|The dedication in the front pages of Mildred's Career|
Continuing my years-long project of writing about suffrage books…
The Bristolian writer Miss Ramsay wrote one of the earliest known suffrage novels with her 1874 book Mildred’s Career: A Tale of the Women’s Suffrage Movement. Miss Ramsay (her first name is unknown, even on her book cover she is simply ‘Miss Ramsay’) lived at 40 Royal York Crescent, Clifton, and was Secretary of the Clifton section of the Bristol and West of England branch of the National Society for Women’s Suffrage during the 1870s.
Mildred’s Career follows our sassy shero, Mildred Randall, as she attempts to find her voice in a world that demands women be quiet and remember their place. Fans of Dorothy Whipple will enjoy the themes that would become familiar in a Whipple a few decades later: injustices at the hands of men, cruelty at the hands of men and strong women forging together to turn their fortunes to the better.
The question of a woman born a lady needing to make a ‘good’ marriage is raised, and countered with the suggestion that a ‘cottage woman’ can choose between settling for a kind but dull husband or forging her own way in the world. Which raises the important issue of how girls born into middle- or upper-class homes are taught no skills with which to fall back on with which to support themselves financially and thus achieve independence; Mildred states she would far rather be run ragged as a doctor or lawyer than lead the stultifying "vegetable life” that her social status expects of her. And this ultimately forms the crux of Mildred's career...
It is for this reason that orphaned Mildred, who lives with her two unmarried older sisters (their educated brothers having died), is desperate to be heard as she joins the movement to campaign for women’s political equality. Mildred demands her sisters explain to her why the property they should have inherited from their parents has instead gone to a male cousin, and is simply told that that because their brothers have died, this is the law. Mildred is rightly furious: “The law? Yes, that is what I quarrel with.
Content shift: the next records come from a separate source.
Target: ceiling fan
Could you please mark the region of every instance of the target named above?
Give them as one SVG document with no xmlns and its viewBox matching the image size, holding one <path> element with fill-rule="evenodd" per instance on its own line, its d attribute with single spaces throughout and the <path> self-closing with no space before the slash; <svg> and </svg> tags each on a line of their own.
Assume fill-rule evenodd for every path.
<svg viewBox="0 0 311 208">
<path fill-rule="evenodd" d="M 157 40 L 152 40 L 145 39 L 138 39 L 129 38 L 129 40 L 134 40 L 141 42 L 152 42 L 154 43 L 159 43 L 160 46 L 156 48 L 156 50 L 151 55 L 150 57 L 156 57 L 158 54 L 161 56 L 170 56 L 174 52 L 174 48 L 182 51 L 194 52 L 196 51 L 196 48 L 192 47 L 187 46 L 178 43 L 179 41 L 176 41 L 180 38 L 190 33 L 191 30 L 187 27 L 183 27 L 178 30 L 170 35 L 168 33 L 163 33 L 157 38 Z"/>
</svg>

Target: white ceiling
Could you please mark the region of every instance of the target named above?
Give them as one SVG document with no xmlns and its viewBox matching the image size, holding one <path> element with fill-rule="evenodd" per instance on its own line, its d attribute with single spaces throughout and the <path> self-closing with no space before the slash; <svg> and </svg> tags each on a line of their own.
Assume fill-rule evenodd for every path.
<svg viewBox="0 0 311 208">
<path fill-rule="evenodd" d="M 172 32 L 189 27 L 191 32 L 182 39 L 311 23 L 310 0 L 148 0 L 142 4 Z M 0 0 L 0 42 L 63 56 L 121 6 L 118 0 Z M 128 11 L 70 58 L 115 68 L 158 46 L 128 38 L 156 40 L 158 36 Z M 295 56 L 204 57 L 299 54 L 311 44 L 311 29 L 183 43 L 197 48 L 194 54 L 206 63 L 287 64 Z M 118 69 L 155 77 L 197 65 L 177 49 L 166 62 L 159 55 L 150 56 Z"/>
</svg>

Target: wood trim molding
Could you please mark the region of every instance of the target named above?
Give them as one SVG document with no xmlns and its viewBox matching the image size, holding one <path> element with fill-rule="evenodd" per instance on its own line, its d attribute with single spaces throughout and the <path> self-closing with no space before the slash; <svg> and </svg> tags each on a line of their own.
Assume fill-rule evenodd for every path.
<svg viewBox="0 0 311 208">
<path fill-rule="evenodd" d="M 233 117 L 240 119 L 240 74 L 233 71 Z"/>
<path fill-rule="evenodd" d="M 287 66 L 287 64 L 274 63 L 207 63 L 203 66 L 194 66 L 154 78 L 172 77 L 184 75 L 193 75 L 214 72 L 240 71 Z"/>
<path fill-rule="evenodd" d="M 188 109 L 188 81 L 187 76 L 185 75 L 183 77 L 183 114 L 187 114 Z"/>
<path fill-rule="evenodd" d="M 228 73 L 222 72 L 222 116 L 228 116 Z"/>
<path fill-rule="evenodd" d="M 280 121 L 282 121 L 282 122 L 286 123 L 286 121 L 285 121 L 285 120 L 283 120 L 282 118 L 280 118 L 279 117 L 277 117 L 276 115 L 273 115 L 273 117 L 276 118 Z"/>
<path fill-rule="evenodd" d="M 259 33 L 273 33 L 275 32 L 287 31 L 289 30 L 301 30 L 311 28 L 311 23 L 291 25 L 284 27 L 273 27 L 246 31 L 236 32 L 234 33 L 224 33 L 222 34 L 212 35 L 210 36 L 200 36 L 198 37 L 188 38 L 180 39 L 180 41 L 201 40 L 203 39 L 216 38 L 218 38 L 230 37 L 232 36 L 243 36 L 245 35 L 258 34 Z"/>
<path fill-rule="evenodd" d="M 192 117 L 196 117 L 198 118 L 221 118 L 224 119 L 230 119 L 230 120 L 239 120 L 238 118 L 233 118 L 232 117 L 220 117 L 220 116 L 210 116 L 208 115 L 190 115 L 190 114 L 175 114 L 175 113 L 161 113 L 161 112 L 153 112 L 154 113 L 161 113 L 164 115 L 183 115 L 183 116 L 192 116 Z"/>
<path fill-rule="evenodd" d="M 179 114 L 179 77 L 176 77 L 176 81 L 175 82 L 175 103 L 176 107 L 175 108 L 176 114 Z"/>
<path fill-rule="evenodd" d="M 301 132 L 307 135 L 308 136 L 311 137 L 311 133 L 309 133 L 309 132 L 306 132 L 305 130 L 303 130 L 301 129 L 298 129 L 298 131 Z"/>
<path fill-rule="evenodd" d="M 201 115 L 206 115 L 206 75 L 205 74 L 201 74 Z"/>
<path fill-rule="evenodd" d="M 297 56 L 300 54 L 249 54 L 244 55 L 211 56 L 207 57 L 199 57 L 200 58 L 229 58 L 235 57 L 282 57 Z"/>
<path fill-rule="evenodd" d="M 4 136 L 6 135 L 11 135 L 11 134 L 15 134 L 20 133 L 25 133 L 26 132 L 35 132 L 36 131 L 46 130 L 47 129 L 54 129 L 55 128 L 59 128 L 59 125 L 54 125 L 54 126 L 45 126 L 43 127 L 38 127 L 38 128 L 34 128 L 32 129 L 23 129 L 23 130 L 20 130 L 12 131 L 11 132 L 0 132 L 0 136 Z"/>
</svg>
What right have men to undertake to make laws for the good of the community and then legislate selfishly for their own interest?”
When the company in which the Randall sisters are shareholders goes bust, the women find themselves penniless and in a terrible situation. This calamity leads Mildred to muse on how frustrating that, as women, they are given no education that helps them understand their personal finances, and again her elder sisters shut her down. Rejecting their suggestion that she work as a governess (claiming her own education was so poor that she had nothing to teach anyone else), Mildred instead decides to find an office job and educates herself about how to do this. When she is rejected for a job as a lawyer’s clerk, and is told “There are men’s occupations and women’s occupations”, Mildred resolves to challenge this sexism and prove everyone wrong by going to London… by herself!
Repeatedly told “We do not employ women”, Mildred struggles to maintain her positive attitude. After securing a position in a printing firm, she is sacked after a week when her male colleagues threaten to strike in response to having to work with, gasp, a woman. She is finally offered a lowly position elsewhere, but on learning that women earn half what the men do despite doing the same amount of work, she rejects it in disgust. As she goes about her travels desperately seeking work of any kind, Mildred crudely learns more about the injustices of women: her widowed landlady is accepting of a law that sentences a man to three days in prison for half-blinding his wife but seven years in prison for stealing a coat.
It is perhaps inevitable that Mildred’s attention is caught by a poster she sees advertising a forthcoming women’s suffrage meeting, to which she takes herself. Remember, this is 1874 and the suffrage movement is in its infancy: there are no militant suffragettes or Pankhursts to steal the limelight, instead we have the original suffragists fighting peacefully and determinedly for their cause. With the impressive Althea Warburton as her suffrage sister, Mildred soon becomes embroiled in the campaign.
Miss Ramsay does not write in a subtle or measured way. Her purpose and intent is clear: she has points to make about the injustices women face, and she makes them scattergun, one after the other. What is fascinating though is that this is not a historical novel but a contemporary one - and it is rare to get a feminist novel such as this set in the early 1870s. And that is where the value of Mildred’s Career lies. As a writer, Miss Ramsay is neither gifted nor lacking, she is decidedly average, although when Mildred enters her first suffrage meeting we are finally given detailed descriptions of characters, appearances, places and feelings, all of which would have added colour to the previous 90 pages. This is not a criticism (I would imagine Miss Ramsay is past caring, given her book was written 147 years ago), simply an observation.
Mildred's Career is long out of print and not that easy to come across, but if you do manage to find a copy I urge you to pick it up and have a read. It is an easy read and an absorbing tale, and you will come to care for Mildred enormously.